The way LDAP is configured in Sakai 2.4 and 2.5 has changed quite radically. Sakai 2.4 had a verbose configuration method and you had to edit different files in different modules. Sakai 2.5 has a managed Spring bean approach which means its more configurable and you only need to touch one part of the providers project.

This article will walk you through configuring LDAP for Sakai 2.5 (Using the JLDAP Provider) in an easy to read fashion, as I found the resources available somewhat over-technical for the first time user looking to get a tiny bit of integration into their Sakai environment by the way of LDAP.

This also works for all Sakai versions > 2.5

I have recently reviewed this document and can confirm this procedure still works fine for Sakai 2.6, 2.7, 2.8 and 2.9.

Edit the pom.xml

Open for editing:

SAKAI-SRC/providers/component/pom.xml

And uncomment the JLDAP dependency:

<!-- Needed for the JLDAP Provider -->
          	<dependency>
                        <groupId>org.sakaiproject</groupId>
                        <artifactId>sakai-jldap-provider</artifactId>
                        <version>${sakai.version}</version>
                </dependency>

                <dependency>
                        <groupId>openldap</groupId>
                        <artifactId>ldap</artifactId>
                        <version>2005.03.29</version>
                </dependency>
<!--    -->

Edit components.xml

Open for editing:

SAKAI-SRC/providers/component/src/webapp/WEB-INF/components.xml

And uncomment the JLDAP include statement:

<!-- Uncomment and configure to use the JLDAPDirectoryProvider -->
        <import resource="jldap-beans.xml" />

Edit jldap-beans.xml

Open for editing:

SAKAI-SRC/providers/component/src/webapp/WEB-INF/jldap-beans.xml

And configure the properties for your LDAP environment.

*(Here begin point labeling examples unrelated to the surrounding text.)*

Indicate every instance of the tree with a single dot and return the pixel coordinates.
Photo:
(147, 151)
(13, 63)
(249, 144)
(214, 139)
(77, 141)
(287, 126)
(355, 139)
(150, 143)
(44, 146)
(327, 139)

At a minimum you will need to setup:

  • the ldapHost (Host name or address of your LDAP server):
    <property name="ldapHost">
    	<value>ldap.server.ac.uk</value>
    </property>
    
  • the basePath (Base DN for directory searches):
    <property name="basePath">
    	<value>ou=users,ou=university,dc=something,dc=somethingelse</value>
    </property>
    

If you require an authenticated bind to your LDAP server, you will also need the following properties setup:

  • the ldapUser (DN to which to bind for directory searches):
    <property name="ldapUser">
    	<value>cn=username,ou=staff,ou=users,ou=university,dc=something,dc=somethingelse</value>
    </property>
    
  • the ldapPassword (Password for ldapUser defined above):
    <property name="ldapPassword">
    	<value>somepassword</value>
    </property>
    
  • autoBind (Indicate if connection allocation should implicitly bind as the ldapUser above):
    <property name="autoBind">
           <value>true</value>
    </property>
    

You will also need to uncomment and review some of the settings that map LDAP attributes to Sakai attributes:

<property name="attributeMappings">
	<map>
		<entry key="login"><value>cn</value></entry>
		<entry key="distinguishedName"><value>distinguishedName</value></entry>
		<entry key="firstName"><value>givenName</value></entry>
		<entry key="lastName"><value>sn</value></entry>
		<entry key="email"><value>mail</value></entry>
		<!--
		<entry key="groupMembership"><value>groupMembership</value></entry>
		-->
	</map>
</property>

Rebuild and redeploy the providers project

Navigate to:

SAKAI-SRC/providers

And rebuild:

mvn clean install sakai:deploy

Test!

Restart Tomcat and see if you can login using a username and password combination that would come from LDAP. Especially try using a username and password that has NEVER logged into Sakai to test it really is working.
Also try a user account that exists only in Sakai, ie create a user 'testuser1' and try to login with that. It should also work (as Sakai will fall through LDAP to its internal database if no user is found in LDAP that matches) .

You should also test that the Mailtool in Sakai works and can send an email to a member of a site, as well as all parameters resolving to their mapped parameters from LDAP in the Site Info tool where it lists the users of a Site.

You don't need to create users in Sakai when using this LDAP integration (except for extra users)

 Please note that you DO NOT (and should not) create user accounts in Sakai when using the LDAP integration for user accounts that can authenticate from LDAP. You should only create accounts in Sakai for those users who do not have an LDAP entry, ie guest accounts or other miscellaneous users. You may run into problems if you have user accounts in both LDAP and Sakai for the same user, ie which password should Sakai authenticate from? What if they change their name in Sakai only, it won't be reflected properly. Keep your data centralised and only create accounts in Sakai if you absolutely need to.